Na pista fria de inverno quem o espera não é um dirigente esportivo nem um assessor — é o próprio presidente do país, sem gravata, com as mãos nos bolsos do casaco.
“Vim te emprestar um pouco de energia para atravessar essa tempestade. Toda tempestade passa, ‘botija’”, disse Mujica ao atacante, usando o termo carinhoso típico do campo uruguaio.
O episódio — descrito em detalhes pelos jornalistas Andrés Danza e Ernesto Tulbovitz no livro ‘Una oveja negra al poder (2015)’ — conquistou as manchetes por simbolizar duas obsessões nacionais: solidariedade e futebol.
Do afago ao desabafo
Sem Suárez, a “Celeste” caiu nas oitavas-de-final diante da Colômbia. Dias depois, o mesmo Mujica voltou ao aeroporto, agora para receber toda a delegação. A acolhida, porém, deu lugar a um ataque de fúria: diante de câmeras ligadas, o presidente classificou os dirigentes da FIFA como “um bando de velhos filhos da p…” — um palavrão que ecoou até Zurique.
Assessores imediatos tremeram. Naquele ano, Mujica era citado, de fato, como um nome viável à indicação do Nobel da Paz, graças às políticas de legalização da maconha, à postura de diálogo regional e à defesa de refugiados sírios. O xingamento em rede mundial, alertaram os conselheiros, teria afastado de vez qualquer simpatia no comitê norueguês.

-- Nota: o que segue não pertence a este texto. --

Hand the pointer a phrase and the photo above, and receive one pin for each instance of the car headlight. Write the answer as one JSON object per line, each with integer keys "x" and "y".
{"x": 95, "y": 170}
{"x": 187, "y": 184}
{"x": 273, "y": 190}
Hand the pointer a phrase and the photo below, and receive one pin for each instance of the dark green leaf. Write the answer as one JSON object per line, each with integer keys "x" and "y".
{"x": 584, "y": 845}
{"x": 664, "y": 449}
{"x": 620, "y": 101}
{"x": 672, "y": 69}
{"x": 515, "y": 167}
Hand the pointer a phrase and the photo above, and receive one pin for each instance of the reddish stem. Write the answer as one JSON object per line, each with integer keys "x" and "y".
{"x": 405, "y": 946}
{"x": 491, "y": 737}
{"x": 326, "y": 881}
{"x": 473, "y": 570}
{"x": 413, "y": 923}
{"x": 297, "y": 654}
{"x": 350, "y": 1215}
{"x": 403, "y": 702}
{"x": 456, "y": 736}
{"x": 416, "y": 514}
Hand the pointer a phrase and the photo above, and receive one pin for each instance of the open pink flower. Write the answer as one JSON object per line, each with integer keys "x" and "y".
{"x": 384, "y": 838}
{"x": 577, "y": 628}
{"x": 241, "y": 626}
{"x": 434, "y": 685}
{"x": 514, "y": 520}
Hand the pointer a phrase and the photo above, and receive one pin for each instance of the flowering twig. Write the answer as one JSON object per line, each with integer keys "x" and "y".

“Não me entendem. Jamais deixaria um gurí como Suárez sozinho”, rebateu o presidente, segundo os autores do livro.
Por que a pena foi tão severa?
A mordida no italiano não foi a primeira. Suárez já tinha cravado os dentes no holandês Otman Bakkal (2010) e no sérvio Branislav Ivanović (2013).
A reincidência pesou na decisão da FIFA. Além do gancho de nove partidas pela seleção, o atacante ficou fora de todas as atividades ligadas ao futebol por quatro meses e recebeu multa. Mesmo assim, a reação pública do Uruguai foi de proteção quase paternal ao seu camisa 9.
Reverência antiga
Quem acompanha Mujica sabe que o carinho pelo artilheiro começou antes. Na Copa da África do Sul (2010), ainda senador, ele elogiou a “mão santa” que evitou o gol de Gana nas quartas-de-final — lance considerado antidesportivo por uns e “sacrifício heroico” por outros. “Suárez surgiu do nada. Tem a vivacidade dos pobres”, disse então.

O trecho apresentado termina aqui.